由平行不混溶聚合物薄膜纳米限域的缠结聚合物熔体的位置依赖性扩散动力学

Position-Dependent Diffusion Dynamics of Entangled Polymer Melts Nanoconfined by Parallel Immiscible Polymer Films.

作者信息

Jo Kyoung-Il, Oh Younghoon, Kim Tae-Ho, Bang Joona, Yuan Guangcui, Satija Sushil K, Sung Bong June, Koo Jaseung

机构信息

Neutron Science Center, Korea Atomic Energy Research Institute (KAERI), Daejeon 34057, Korea.

Department of Chemical and Biological Engineering, Korea University, Seoul 02841, Korea.

出版信息

ACS Macro Lett. 2020 Oct 20;9(10):1483-1488. doi: 10.1021/acsmacrolett.0c00608. Epub 2020 Oct 9.

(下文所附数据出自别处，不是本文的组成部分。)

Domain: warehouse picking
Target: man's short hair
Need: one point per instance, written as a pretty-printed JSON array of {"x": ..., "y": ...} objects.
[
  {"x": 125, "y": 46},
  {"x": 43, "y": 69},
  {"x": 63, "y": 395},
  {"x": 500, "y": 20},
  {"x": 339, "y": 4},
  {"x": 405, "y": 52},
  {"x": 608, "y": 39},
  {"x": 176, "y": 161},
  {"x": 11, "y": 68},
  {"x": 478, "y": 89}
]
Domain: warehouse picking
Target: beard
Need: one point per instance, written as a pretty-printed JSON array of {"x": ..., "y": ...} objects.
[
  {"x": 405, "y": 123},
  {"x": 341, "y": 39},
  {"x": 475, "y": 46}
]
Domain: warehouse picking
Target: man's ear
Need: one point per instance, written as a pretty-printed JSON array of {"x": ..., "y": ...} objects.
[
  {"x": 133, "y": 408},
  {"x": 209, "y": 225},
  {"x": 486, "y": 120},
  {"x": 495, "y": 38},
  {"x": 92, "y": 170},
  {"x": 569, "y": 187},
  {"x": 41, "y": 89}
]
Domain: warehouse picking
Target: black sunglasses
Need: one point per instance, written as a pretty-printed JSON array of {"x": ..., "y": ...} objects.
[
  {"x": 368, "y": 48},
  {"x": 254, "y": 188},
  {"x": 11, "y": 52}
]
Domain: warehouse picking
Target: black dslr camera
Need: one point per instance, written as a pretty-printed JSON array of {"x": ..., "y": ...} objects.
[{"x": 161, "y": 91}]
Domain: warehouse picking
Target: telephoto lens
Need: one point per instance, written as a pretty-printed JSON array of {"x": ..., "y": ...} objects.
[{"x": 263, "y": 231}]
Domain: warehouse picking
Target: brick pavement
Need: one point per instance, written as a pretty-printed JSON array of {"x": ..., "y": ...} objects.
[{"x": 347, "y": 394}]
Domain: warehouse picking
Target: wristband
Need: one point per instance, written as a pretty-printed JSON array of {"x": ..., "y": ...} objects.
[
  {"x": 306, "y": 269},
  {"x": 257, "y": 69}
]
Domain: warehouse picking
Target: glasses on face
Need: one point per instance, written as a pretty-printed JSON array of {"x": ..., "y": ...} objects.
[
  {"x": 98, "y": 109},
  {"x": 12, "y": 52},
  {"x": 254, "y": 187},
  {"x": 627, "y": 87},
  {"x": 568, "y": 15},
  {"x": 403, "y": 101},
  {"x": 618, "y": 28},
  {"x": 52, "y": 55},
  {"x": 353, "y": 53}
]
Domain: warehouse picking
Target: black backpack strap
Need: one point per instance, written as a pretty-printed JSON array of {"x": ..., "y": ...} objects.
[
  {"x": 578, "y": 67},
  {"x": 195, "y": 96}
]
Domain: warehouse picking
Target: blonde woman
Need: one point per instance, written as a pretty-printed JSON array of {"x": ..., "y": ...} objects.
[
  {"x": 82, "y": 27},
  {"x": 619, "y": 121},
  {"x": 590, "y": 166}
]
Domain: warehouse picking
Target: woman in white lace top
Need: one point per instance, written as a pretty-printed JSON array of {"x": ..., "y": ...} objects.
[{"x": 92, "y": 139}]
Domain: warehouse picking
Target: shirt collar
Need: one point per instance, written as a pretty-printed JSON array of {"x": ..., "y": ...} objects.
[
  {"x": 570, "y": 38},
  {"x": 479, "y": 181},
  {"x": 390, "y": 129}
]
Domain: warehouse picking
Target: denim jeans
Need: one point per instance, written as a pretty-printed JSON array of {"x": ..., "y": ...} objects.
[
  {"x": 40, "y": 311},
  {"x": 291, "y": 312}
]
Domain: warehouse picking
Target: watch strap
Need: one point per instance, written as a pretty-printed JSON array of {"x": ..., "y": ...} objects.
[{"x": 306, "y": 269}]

DOI:10.1021/acsmacrolett.0c00608

PMID:35653667

原文链接:https://pmc.ncbi.nlm.nih.gov/articles/PMC10483881/

Abstract

The morphological structure and dynamics of confined polymers adjacent to the polymer-polymer interface have a profound effect on determining the overall physical properties of polymer blends. We measured the diffusion dynamics of poly(methyl methacrylate) (PMMA) melts confined between polystyrene (PS) layers using neutron reflectivity. Combinations of various thicknesses of PMMA and deuterated PMMA (PMMA) allowed us to experimentally reveal the nonmonotonic behavior of polymer mobility near the PS-PMMA interface. From the neutron reflectivity results, we found that the polymers adjacent to the immiscible polymer-polymer interface showed enhanced diffusion dynamics because of the repulsive interaction between PS and PMMA, whereas the polymer at local regions farther from the interface exhibited reduced dynamics. This is probably due to the nonspherical conformation of PMMA and spatial confinement near the PS-PMMA interface.

摘要

与聚合物-聚合物界面相邻的受限聚合物的形态结构和动力学对决定聚合物共混物的整体物理性能有着深远影响。我们使用中子反射率测量了聚甲基丙烯酸甲酯（PMMA）熔体在聚苯乙烯（PS）层之间的扩散动力学。不同厚度的PMMA和氘代聚甲基丙烯酸甲酯（PMMA）的组合使我们能够通过实验揭示PS-PMMA界面附近聚合物迁移率的非单调行为。从中子反射率结果中，我们发现与不相容的聚合物-聚合物界面相邻的聚合物由于PS和PMMA之间的排斥相互作用而表现出增强的扩散动力学，而远离界面的局部区域的聚合物动力学则降低。这可能是由于PMMA的非球形构象以及PS-PMMA界面附近的空间限制。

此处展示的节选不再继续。